Polyneuropathie durch Diabetes, Alkohol und Medikamente behandeln
Bei der Behandlung der Polyneuropathie geht es darum, die wahrscheinliche Ursache zu bekämpfen. Gelingt dies, stehen die Heilungschancen gut:
- Hat ein Diabetes schleichend über viele Jahre die Nerven zerstört, muss der Patient seine Blutzuckerwerte in den Griff bekommen, um die Nervenschädigung zu stoppen. Allerdings führt eine zu rasche Senkung der Blutzuckerwerte zu weiteren Nervenschäden. Als optimal gilt eine sanfte Senkung des HbA1c-Wertes um weniger als zwei Prozentpunkte über einen Zeitraum von drei Monaten. Bei Altersdiabetes empfehlen Ärzte eine Umstellung des Lebensstils mit Gewichtsreduktion und viel Bewegung. Zusätzlich können Medikamente Schmerzen und Gefühlsstörungen lindern.
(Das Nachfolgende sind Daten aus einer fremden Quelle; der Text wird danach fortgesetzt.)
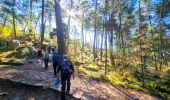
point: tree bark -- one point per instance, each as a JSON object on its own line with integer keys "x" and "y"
{"x": 59, "y": 24}
{"x": 94, "y": 41}
{"x": 68, "y": 27}
{"x": 106, "y": 53}
{"x": 101, "y": 45}
{"x": 82, "y": 31}
{"x": 13, "y": 18}
{"x": 42, "y": 25}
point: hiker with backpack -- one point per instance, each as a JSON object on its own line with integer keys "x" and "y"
{"x": 39, "y": 52}
{"x": 46, "y": 59}
{"x": 56, "y": 59}
{"x": 66, "y": 70}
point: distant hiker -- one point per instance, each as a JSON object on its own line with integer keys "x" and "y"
{"x": 53, "y": 49}
{"x": 46, "y": 59}
{"x": 39, "y": 52}
{"x": 56, "y": 61}
{"x": 67, "y": 70}
{"x": 49, "y": 49}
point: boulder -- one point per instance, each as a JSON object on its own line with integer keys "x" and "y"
{"x": 14, "y": 44}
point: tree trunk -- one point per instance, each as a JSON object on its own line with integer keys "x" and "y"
{"x": 101, "y": 47}
{"x": 13, "y": 19}
{"x": 59, "y": 24}
{"x": 106, "y": 53}
{"x": 82, "y": 31}
{"x": 5, "y": 20}
{"x": 94, "y": 41}
{"x": 111, "y": 42}
{"x": 68, "y": 27}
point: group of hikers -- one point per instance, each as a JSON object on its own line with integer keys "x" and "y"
{"x": 61, "y": 64}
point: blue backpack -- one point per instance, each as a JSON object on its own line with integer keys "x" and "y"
{"x": 56, "y": 58}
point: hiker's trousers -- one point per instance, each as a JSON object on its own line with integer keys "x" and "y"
{"x": 65, "y": 81}
{"x": 55, "y": 64}
{"x": 46, "y": 63}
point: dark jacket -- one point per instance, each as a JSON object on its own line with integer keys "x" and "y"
{"x": 60, "y": 67}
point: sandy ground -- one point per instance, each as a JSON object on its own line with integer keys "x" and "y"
{"x": 81, "y": 87}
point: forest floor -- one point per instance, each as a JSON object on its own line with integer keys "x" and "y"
{"x": 82, "y": 87}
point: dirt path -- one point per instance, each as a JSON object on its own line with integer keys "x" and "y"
{"x": 87, "y": 89}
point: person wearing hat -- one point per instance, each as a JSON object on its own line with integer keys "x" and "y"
{"x": 66, "y": 70}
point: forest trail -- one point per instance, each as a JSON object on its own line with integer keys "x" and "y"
{"x": 84, "y": 88}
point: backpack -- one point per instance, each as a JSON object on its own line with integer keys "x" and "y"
{"x": 56, "y": 58}
{"x": 66, "y": 67}
{"x": 46, "y": 56}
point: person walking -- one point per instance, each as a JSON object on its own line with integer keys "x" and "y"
{"x": 66, "y": 70}
{"x": 46, "y": 59}
{"x": 56, "y": 61}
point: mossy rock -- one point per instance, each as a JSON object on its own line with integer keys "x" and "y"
{"x": 14, "y": 44}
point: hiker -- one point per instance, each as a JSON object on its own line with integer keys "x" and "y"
{"x": 49, "y": 49}
{"x": 56, "y": 61}
{"x": 46, "y": 59}
{"x": 39, "y": 52}
{"x": 67, "y": 70}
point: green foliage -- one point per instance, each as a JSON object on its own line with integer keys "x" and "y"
{"x": 20, "y": 53}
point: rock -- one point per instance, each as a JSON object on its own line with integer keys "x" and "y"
{"x": 14, "y": 44}
{"x": 134, "y": 98}
{"x": 31, "y": 51}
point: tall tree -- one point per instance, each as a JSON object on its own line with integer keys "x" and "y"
{"x": 59, "y": 25}
{"x": 42, "y": 24}
{"x": 13, "y": 18}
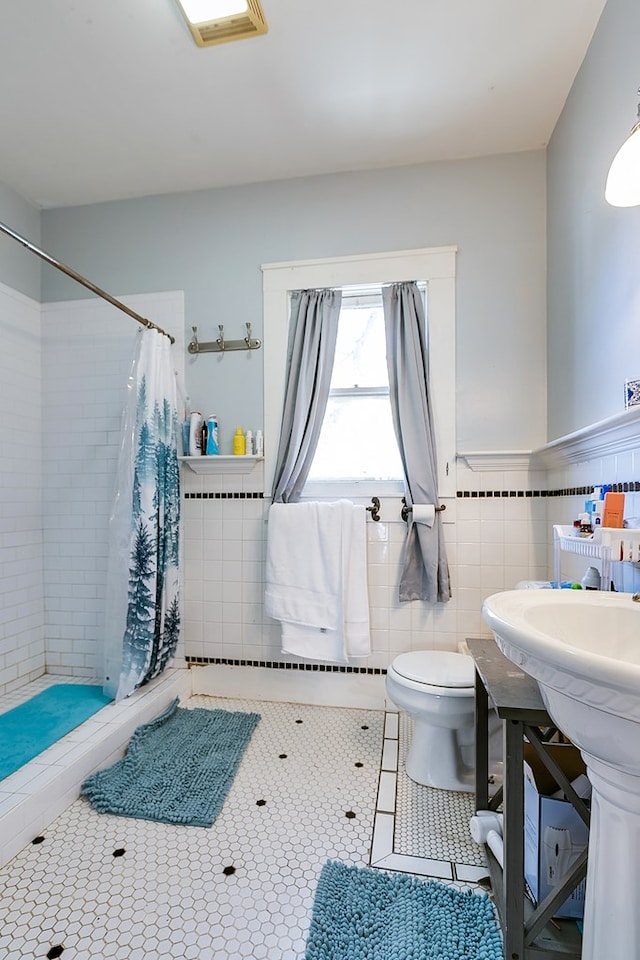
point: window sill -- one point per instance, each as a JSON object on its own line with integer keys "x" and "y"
{"x": 351, "y": 489}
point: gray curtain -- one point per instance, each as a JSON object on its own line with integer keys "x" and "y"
{"x": 425, "y": 574}
{"x": 313, "y": 329}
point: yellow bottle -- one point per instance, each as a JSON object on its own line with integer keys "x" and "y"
{"x": 239, "y": 443}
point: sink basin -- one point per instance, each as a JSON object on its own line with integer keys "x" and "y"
{"x": 584, "y": 645}
{"x": 583, "y": 648}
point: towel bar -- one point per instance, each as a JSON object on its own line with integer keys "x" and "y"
{"x": 404, "y": 513}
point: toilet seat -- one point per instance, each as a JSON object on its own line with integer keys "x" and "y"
{"x": 436, "y": 668}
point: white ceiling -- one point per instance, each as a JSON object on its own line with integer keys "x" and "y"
{"x": 109, "y": 99}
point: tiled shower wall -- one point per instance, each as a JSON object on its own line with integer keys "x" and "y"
{"x": 88, "y": 348}
{"x": 61, "y": 398}
{"x": 21, "y": 594}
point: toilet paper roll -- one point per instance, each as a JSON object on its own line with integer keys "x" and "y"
{"x": 494, "y": 842}
{"x": 424, "y": 513}
{"x": 483, "y": 823}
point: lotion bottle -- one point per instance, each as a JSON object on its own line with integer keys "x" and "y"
{"x": 195, "y": 434}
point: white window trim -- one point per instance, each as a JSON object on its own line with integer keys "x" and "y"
{"x": 436, "y": 265}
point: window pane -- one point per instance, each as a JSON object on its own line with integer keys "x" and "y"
{"x": 357, "y": 441}
{"x": 360, "y": 357}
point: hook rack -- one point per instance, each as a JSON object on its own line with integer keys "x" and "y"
{"x": 221, "y": 345}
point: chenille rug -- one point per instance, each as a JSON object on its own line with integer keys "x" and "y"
{"x": 364, "y": 914}
{"x": 177, "y": 769}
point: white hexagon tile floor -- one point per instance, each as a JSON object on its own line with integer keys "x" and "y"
{"x": 98, "y": 886}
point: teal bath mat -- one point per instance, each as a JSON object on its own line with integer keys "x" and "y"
{"x": 177, "y": 769}
{"x": 27, "y": 730}
{"x": 364, "y": 914}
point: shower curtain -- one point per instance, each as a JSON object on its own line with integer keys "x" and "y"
{"x": 142, "y": 620}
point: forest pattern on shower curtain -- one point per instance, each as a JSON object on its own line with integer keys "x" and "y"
{"x": 153, "y": 618}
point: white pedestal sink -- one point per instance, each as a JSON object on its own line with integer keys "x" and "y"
{"x": 583, "y": 648}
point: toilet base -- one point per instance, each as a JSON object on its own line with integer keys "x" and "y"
{"x": 434, "y": 759}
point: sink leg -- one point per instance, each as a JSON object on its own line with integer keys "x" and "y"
{"x": 612, "y": 921}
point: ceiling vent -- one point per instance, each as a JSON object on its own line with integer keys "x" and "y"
{"x": 219, "y": 21}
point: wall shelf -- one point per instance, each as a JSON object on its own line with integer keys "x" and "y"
{"x": 605, "y": 545}
{"x": 221, "y": 463}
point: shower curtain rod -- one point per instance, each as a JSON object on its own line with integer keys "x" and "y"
{"x": 83, "y": 280}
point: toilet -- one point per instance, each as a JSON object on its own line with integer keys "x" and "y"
{"x": 437, "y": 690}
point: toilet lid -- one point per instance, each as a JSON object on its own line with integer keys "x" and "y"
{"x": 436, "y": 667}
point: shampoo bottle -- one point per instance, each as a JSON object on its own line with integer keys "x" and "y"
{"x": 195, "y": 434}
{"x": 212, "y": 435}
{"x": 239, "y": 444}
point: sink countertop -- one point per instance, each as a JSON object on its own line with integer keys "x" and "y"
{"x": 512, "y": 692}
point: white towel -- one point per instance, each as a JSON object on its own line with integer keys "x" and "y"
{"x": 316, "y": 579}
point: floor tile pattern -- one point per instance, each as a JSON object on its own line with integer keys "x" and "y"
{"x": 104, "y": 886}
{"x": 308, "y": 789}
{"x": 433, "y": 823}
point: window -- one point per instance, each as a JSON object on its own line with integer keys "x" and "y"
{"x": 437, "y": 267}
{"x": 358, "y": 441}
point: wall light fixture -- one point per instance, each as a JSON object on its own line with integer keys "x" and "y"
{"x": 218, "y": 21}
{"x": 623, "y": 181}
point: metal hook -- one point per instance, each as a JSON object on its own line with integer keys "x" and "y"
{"x": 375, "y": 509}
{"x": 194, "y": 346}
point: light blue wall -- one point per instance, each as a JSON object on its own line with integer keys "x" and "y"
{"x": 594, "y": 249}
{"x": 211, "y": 244}
{"x": 19, "y": 269}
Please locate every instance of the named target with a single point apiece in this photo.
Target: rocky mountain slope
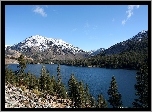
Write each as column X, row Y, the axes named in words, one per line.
column 40, row 48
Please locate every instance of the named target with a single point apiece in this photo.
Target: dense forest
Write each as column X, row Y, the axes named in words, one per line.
column 77, row 91
column 134, row 55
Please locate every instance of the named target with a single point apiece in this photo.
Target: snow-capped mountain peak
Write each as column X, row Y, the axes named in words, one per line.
column 44, row 43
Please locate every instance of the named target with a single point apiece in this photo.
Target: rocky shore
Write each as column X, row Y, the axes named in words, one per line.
column 15, row 97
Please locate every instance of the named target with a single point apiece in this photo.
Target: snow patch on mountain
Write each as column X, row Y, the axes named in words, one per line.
column 43, row 43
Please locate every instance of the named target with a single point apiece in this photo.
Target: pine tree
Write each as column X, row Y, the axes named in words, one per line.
column 60, row 88
column 20, row 72
column 101, row 102
column 42, row 79
column 114, row 95
column 50, row 84
column 92, row 102
column 142, row 88
column 73, row 89
column 58, row 74
column 80, row 100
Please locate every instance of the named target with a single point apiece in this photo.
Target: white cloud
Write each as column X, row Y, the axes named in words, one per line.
column 95, row 27
column 40, row 11
column 86, row 25
column 123, row 22
column 74, row 29
column 130, row 12
column 113, row 19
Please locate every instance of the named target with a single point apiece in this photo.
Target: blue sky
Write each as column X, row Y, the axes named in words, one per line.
column 88, row 27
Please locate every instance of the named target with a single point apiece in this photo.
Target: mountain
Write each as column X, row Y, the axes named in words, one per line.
column 134, row 43
column 43, row 48
column 95, row 52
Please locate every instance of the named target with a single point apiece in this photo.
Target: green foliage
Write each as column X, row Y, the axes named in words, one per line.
column 10, row 76
column 142, row 88
column 114, row 95
column 43, row 80
column 101, row 102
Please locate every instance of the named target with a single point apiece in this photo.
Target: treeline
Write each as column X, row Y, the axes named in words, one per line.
column 125, row 60
column 133, row 57
column 77, row 91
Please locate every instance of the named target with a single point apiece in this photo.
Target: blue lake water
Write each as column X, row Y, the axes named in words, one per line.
column 98, row 79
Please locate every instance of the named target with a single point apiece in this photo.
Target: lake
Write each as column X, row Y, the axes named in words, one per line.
column 98, row 79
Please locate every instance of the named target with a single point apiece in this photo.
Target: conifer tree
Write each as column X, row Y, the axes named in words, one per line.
column 114, row 95
column 60, row 88
column 92, row 102
column 20, row 72
column 142, row 88
column 101, row 102
column 73, row 89
column 80, row 100
column 42, row 79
- Sind Alkohol oder Medikamente die Ursache, hilft Abstinenz beziehungsweise ein Wechsel der Präparate. Bei alkoholbedingter Polyneuropathie kann Vitamin B1 zusätzlich die Regeneration der peripheren Nerven fördern.
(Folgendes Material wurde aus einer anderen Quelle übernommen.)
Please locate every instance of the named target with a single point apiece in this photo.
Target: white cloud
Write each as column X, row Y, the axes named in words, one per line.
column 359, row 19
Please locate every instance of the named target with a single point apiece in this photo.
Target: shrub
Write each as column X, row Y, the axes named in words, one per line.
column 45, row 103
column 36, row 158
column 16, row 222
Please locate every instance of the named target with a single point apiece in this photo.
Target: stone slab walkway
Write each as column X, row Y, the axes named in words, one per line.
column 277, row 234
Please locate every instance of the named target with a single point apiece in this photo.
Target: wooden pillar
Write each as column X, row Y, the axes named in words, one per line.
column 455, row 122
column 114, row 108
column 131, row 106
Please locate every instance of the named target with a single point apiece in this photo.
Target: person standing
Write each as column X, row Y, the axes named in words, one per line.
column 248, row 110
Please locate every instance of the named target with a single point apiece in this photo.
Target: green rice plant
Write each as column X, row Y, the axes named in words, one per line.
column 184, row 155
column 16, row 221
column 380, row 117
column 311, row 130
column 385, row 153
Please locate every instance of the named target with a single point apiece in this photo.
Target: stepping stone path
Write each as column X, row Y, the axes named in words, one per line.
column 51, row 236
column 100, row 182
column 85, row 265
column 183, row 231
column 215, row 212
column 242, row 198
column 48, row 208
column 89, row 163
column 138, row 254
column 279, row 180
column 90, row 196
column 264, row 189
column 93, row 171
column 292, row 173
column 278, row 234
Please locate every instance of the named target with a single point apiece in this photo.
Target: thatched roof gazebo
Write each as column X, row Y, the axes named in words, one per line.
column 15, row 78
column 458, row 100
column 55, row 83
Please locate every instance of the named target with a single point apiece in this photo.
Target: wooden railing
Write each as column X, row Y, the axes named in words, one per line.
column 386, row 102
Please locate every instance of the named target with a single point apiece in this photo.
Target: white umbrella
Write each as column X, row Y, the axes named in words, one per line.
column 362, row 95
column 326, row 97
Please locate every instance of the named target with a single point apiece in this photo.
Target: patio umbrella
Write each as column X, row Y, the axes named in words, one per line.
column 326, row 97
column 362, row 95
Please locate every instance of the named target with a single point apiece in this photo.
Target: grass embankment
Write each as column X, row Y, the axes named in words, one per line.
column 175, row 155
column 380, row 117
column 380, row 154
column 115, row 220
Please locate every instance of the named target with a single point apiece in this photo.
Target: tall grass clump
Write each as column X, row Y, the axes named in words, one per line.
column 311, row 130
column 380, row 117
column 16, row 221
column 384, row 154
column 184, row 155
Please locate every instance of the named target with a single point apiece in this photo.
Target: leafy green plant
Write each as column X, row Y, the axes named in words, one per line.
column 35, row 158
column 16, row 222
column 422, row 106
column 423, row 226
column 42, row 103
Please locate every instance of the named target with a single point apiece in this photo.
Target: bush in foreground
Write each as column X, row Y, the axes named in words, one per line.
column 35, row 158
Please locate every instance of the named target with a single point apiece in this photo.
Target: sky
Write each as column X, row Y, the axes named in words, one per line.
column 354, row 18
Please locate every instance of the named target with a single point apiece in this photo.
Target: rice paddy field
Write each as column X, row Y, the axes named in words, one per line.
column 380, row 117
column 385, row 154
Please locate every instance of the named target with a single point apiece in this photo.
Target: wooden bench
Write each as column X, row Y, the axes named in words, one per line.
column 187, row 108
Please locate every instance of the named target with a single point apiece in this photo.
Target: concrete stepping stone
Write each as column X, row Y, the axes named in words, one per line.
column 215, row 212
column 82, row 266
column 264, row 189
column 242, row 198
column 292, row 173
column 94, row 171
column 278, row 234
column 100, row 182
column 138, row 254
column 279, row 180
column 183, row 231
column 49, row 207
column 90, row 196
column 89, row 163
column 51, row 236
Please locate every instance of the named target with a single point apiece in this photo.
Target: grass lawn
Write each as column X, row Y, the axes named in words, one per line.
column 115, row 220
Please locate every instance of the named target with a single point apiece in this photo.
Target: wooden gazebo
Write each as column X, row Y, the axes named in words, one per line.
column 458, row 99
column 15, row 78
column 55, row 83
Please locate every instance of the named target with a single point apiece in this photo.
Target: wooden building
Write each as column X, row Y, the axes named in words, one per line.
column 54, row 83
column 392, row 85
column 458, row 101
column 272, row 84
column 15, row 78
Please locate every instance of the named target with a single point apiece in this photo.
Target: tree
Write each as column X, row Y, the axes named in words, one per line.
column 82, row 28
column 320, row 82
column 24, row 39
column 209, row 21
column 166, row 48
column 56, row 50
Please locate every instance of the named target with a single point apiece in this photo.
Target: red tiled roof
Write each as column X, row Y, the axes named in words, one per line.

Therapien gegen Polyneuropathie
Bei anderen Formen der Polyneuropathie ist die Behandlung schwieriger. Zum Beispiel wird die entzündliche Polyneuropathie mangels eindeutiger Ursache mit Kortison und Schmerzmitteln behandelt, um die Symptome zu lindern. Mögliche Therapien:
- In vielen Fällen haben sich Antidepressiva, Medikamente gegen Krampfanfälle (Antikonvulsiva) und physikalische Therapie bewährt.
- Auch Naturheilverfahren können helfen - allerdings nur in der Anfangsphase der Erkrankung, wenn das Kribbeln beginnt.
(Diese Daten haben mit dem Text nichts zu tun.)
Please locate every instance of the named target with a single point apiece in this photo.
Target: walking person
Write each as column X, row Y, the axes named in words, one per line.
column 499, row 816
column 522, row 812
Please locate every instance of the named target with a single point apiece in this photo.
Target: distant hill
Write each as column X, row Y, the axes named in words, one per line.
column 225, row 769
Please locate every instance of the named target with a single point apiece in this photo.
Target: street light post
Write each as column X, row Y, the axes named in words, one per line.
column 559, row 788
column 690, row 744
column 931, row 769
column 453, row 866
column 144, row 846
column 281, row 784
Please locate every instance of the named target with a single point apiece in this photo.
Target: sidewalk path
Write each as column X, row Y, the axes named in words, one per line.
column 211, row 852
- Bei der Elektrotherapie werden die Nerven durch Impulse aus einem speziellen Schrittmacher so stimuliert, dass Erkrankte statt Schmerzen ein leichtes Kribbeln spüren.
- Bei Schmerzen und Empfindungsstörungen in den Füßen haben sich Akupunktur und Fußreflexzonenmassage mit scharfen Salben (Capsaicin) bewährt.
- Viel Bewegung, zum Beispiel Aquagymnastik und Gehtraining, und Physiotherapie unterstützen die medikamentöse Behandlung und helfen, eine Polyneuropathie in Schach zu halten.
Die Therapien müssen dauerhaft durchgeführt werden. Eine Pause beeinträchtigt schnell den Behandlungserfolg. Viele der ambulanten Leistungen müssen Erkrankte selbst bezahlen.